Accelerate Faculty
A Champion for Women
Joan Reardon '52 has just celebrated her birthday, she shares with visitors to her home on the 20th floor of an historic Chicago building overlooking Lake Shore Drive. It's a chilly and damp February day, and the fog hanging over the lake is visible from the north- and east-facing windows.
Despite the dreariness outside, the space, especially Reardon's book-lined office, is welcoming.
As Reardon takes a seat at her desk, the conversation turns to oysters, her favorite food, which she recently enjoyed with a friend. That she did so should come as a surprise to no one. Her affinity for the seafood delicacy can be attributed first in part to gastronomical love and second to the career path on which they led her as a cookbook author, culinary historian and biographer.

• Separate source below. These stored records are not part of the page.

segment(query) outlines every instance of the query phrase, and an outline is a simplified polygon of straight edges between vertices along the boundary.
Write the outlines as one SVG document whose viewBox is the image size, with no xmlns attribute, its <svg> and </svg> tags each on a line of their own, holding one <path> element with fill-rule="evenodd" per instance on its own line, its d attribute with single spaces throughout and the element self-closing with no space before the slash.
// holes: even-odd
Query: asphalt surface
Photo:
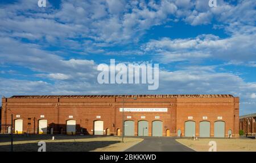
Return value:
<svg viewBox="0 0 256 163">
<path fill-rule="evenodd" d="M 176 141 L 175 137 L 143 137 L 142 138 L 144 139 L 144 140 L 126 149 L 125 152 L 195 151 Z"/>
</svg>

Oysters may also be why Alverno now houses Reardon's archives, including taped interviews with Julia Child; journal entries from one of America's best-known food writers, M.F.K. Fisher; and notes from Reardon's travels to Bordeaux, France, with famed restaurateur Alice Waters.

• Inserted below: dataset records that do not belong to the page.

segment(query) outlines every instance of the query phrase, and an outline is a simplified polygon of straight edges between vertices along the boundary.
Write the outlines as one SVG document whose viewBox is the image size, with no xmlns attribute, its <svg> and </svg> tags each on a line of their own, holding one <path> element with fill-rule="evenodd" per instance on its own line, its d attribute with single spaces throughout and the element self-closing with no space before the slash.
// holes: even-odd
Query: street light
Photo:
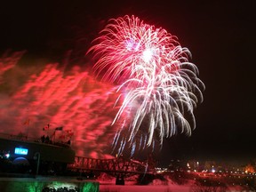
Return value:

Culinary craft in Cotuit and California
Reardon's journey to becoming an author began in the 1970s while she was professor and chair of the English department at what was then Barat College in Lake Forest, Ill. She increasingly found herself using her sabbatical time to write at the vacation home she owned with her husband in Cotuit, Mass., a small but cosmopolitan village on Cape Cod known for its oyster beds.
As the summer visitors who flocked there from New York and Washington, D.C., retired, the dynamic changed.

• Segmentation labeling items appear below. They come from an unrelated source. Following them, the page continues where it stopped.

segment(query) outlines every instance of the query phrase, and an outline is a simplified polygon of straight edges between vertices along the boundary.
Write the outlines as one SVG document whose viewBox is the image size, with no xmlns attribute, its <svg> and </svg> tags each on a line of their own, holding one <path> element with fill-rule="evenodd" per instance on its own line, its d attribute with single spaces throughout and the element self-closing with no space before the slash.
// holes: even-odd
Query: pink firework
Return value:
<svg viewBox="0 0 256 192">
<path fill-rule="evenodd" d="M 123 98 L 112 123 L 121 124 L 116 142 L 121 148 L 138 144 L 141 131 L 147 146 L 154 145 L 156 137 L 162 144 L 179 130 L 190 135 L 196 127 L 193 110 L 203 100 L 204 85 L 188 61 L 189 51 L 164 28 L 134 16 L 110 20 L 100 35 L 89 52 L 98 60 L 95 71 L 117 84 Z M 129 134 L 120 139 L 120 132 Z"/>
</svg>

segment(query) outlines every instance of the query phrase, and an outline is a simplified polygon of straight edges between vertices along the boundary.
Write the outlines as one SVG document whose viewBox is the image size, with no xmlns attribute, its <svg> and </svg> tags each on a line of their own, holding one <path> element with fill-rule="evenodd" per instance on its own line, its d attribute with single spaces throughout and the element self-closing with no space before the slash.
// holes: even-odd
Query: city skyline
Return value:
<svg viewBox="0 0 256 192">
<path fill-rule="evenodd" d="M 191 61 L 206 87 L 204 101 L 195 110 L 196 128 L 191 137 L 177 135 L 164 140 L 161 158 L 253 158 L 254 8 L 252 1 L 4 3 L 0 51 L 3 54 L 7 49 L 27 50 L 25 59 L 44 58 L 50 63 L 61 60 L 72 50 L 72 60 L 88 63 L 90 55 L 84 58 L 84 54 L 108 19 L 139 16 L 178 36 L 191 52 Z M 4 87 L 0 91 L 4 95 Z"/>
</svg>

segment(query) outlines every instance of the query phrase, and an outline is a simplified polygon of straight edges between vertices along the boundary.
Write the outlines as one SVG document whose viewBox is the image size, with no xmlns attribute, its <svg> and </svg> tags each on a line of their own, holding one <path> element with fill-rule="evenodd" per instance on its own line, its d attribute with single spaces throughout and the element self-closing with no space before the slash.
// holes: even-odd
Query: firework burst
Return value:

“All of a sudden, the women had their husbands going to the supermarket with them,” Reardon says. “They were feeling squeezed and going a little crazy. We needed a project.”
They quickly found one. With the food scene of Cotuit centered around oysters, Reardon and her friends shucked them and served them at lunches they hosted. It not only became the foundation of Reardon's social life but also resulted in a cookbook, published in 1984. To her surprise, Oysters: A Culinary Celebration was met with a rave review from Craig Claiborne in The New York Times.
And so began Reardon's transition from teaching to cooking. She enrolled in culinary school — “I couldn't have the name without the game,” she says — where she earned a pastry certificate, setting her on the path to her newfound career.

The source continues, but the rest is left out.